Malgré cette instabilité politique chronique et le coup de tonnerre de l’opération Mani pulite, il convient de rappeler que l’Italie a quand même connu, depuis 1996, 4 gouvernements issus d’une coalition de centre gauche (Prodi I, d’Alema, Amato, et Prodi II).
Et en France ?
Il ne s’agit pas ici de se livrer à des comparaisons (une situation n’est pas l’autre), ce qui ne veut pas dire qu’il faille considérer avec condescendance ce qui se passe en Italie, comme les médias hexagonaux ont trop tendance à le faire.

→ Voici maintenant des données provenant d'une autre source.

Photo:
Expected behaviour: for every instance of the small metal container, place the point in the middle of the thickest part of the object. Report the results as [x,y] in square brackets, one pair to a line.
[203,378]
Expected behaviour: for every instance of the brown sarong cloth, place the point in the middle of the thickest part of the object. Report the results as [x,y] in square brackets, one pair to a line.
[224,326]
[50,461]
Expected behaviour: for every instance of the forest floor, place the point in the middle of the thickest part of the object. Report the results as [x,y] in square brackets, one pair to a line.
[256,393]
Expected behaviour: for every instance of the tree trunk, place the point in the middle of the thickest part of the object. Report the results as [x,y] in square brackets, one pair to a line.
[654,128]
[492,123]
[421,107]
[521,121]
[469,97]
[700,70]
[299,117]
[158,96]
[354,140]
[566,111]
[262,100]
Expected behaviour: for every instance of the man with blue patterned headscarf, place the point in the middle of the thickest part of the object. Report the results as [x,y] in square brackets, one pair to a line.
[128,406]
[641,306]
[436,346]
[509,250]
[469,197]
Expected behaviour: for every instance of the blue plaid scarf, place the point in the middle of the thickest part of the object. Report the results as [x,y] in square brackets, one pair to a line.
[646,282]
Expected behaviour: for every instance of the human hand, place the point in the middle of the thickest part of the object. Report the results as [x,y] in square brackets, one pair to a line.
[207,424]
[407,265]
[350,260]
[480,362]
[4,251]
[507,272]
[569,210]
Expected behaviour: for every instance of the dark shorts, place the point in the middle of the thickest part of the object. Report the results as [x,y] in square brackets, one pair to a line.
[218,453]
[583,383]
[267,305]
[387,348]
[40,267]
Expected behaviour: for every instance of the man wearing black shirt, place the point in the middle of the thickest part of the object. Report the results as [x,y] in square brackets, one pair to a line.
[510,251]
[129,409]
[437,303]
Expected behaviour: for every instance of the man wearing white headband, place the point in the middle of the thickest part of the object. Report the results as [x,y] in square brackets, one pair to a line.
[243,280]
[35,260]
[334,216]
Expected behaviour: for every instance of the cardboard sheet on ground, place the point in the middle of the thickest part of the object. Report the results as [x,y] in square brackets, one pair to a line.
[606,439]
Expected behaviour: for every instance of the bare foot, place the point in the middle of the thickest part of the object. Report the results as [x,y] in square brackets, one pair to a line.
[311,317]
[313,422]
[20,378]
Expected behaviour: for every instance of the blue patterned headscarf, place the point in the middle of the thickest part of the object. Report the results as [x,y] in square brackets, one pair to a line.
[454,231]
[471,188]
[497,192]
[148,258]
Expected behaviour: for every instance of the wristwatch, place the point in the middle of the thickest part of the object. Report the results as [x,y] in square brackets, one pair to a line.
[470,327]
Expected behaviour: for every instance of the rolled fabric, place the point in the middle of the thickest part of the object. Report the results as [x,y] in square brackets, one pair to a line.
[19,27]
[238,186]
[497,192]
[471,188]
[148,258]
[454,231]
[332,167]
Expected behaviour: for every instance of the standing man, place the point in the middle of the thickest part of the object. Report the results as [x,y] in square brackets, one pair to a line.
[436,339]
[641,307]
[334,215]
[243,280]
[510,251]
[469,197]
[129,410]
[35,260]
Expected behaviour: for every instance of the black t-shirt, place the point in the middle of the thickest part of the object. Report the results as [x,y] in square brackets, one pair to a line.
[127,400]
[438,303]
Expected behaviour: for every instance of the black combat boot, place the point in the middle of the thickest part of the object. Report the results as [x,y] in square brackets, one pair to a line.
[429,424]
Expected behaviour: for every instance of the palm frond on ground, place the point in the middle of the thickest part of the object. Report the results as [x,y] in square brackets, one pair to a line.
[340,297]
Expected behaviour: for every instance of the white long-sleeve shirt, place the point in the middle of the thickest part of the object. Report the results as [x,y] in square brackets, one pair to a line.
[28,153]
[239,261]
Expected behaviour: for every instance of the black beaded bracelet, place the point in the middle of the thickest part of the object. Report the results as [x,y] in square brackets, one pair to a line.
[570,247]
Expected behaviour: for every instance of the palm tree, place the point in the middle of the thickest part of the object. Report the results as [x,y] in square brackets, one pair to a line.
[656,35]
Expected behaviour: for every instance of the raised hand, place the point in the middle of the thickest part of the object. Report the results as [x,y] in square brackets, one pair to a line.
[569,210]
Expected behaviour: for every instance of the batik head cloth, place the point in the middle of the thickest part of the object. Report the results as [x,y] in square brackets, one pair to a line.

Cependant, nous ne sommes nullement à l’abri d’une dérive à l’italienne depuis l’élection de Nicolas Sarkozy le 6 mai 2007. Il existe d’ailleurs un faisceau d’indices qui permet quand même de mettre en avant quelques similitudes.
Car Sarkozy, c’est :
- une arrogance et un appétit pour la frivolité, la vulgarité, le bling-bling et le grotesque ;
- un goût pour la provocation et l’invective à l’égard des catégories socio-professionnelles (ex : pêcheurs, agriculteurs, salariés, etc.) ;
- une propension avérée pour le clanisme, les nominations, les faveurs en tout genre aux amis et aux copains ;
- l’existence de magouilles dans les Hauts-de-Seine, scandales financiers plus ou moins étouffés (ex : l’affaire de la Fondation Hamon, l’affaire Clearstream, l’affaire DCN dite du « KarachiGate », etc.) ;
- une stigmatisation caricaturale de l’opposition de gauche ;
- un rapprochement assumé avec les thèmes politiques d’extrême-droite ;
- une médiatisation à outrance favorisée par des collusions avec les grands patrons des entreprises de presse et des chaînes de TV ;
- un bilan économique, social et politique du pays désastreux ;
- des attaques flagrantes à l’encontre du système judiciaire (carte judiciaire, suppression du juge d’instruction, pression sur le parquet et les juges) et de la laïcité (visite officielle à Latran), de l’Education Nationale (suppression de l’Histoire-Géo en Terminale S) ;
- une absence cruelle d’un contrepoids politique (à l’image de ce qui se passe en Italie, la gauche française est aussi très divisée).
Quand on mesure l’ampleur du désastre, c’est un miracle si Nicolas Sarkozy n’a subi jusqu’à présent qu’un attentat pâtissier !
Il faudra donc songer à interdire bientôt la vente des Tour Eiffel miniatures qui sont potentiellement plus dangereuses que les Dôme de Milan.